Typically, perl isn't used for finance-specific work- at least where I work. Most of it is just infrastructure and occasionally data manipulation stuff.

It's a simple scripting language- if you understand other imperative programming languages, it should be easy to pick up most of it except the OO parts pretty fast.

The O'Reilly book is also a good reference.
 
Correct. From what I've seen, at large IB settings, perl's popularity primarily stems from it success in handling large files. If I were preparing for an interview, I'd pay special attention to these topics.
 
I would also chime in that if they're looking for a developer who specifically knows perl well, this job may not involve a lot of financial work. Be sure to ask exactly what you'll be doing. If you are interested in financial/quantitative development, I would recommend steering towards the pricing systems and a little more away from booking and more typical client-side Windows interfaces. Some of these are very cool systems that use cutting-edge technology, but there's not a lot of exposure to finance.

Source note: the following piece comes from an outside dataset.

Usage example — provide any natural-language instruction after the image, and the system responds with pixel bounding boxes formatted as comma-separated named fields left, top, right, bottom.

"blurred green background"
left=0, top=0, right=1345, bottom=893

Quick reference on what major programming languages are used for by banks:

C++: Actual pricing engines.
Java: Gathering data to send to pricing engines and handling economics of trades. (Also a less frustrating language).
C#: User interfaces.
Perl, ksh: Processing large files and handling infrastructure stuff.
 
If you are very familiar with Awk or regex AND scripting languages (bash, sh etc), then you can get away with just reading the man pages. Sections of the O'Reily book are lifted directly out of the man pages.

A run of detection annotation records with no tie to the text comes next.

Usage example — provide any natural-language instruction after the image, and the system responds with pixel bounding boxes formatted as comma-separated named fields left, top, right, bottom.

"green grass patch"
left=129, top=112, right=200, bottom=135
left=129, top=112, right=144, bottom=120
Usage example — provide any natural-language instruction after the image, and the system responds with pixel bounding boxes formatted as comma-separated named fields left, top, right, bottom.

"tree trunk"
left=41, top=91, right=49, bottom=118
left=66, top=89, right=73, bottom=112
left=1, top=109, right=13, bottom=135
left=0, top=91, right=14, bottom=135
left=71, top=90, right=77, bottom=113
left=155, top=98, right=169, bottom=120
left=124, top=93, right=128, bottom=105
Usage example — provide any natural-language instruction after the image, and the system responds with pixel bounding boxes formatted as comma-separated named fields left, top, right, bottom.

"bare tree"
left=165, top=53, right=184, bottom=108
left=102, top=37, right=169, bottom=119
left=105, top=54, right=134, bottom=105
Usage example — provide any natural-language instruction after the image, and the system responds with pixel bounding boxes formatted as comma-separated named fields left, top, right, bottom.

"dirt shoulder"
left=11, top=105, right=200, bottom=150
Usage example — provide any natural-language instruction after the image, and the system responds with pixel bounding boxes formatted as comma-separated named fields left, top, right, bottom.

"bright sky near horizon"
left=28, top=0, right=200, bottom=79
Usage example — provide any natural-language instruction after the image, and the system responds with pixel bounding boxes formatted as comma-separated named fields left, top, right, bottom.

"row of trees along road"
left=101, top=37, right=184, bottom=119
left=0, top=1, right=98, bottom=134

That Larry Wall sure is a lazy. :)
 
If you know some scripting and regular expressions, it is not too difficult to deal with perl. Read any book or tutorial on the basics - scalars, arrays and associative-arrays and print the perl quick ref card. perldoc, perlfunc and perlre manpages are your friends. If you need some fancy module, go to search.cpan.org and you will find a lot of modules on a variety of additional functionality.

No matter what people say, it is always good to master one scripting language. It doesn't have to be Perl. But, Perl in my opinion covers a wide base and very well supported. It will make you so much more productive by not having to deal with a different syntaxes and limitations of separate tools.
 
No matter what people say, it is always good to master one scripting language. It doesn't have to be Perl.

No, it MUST NOT be perl. Pick some other one. Python is a much better choice.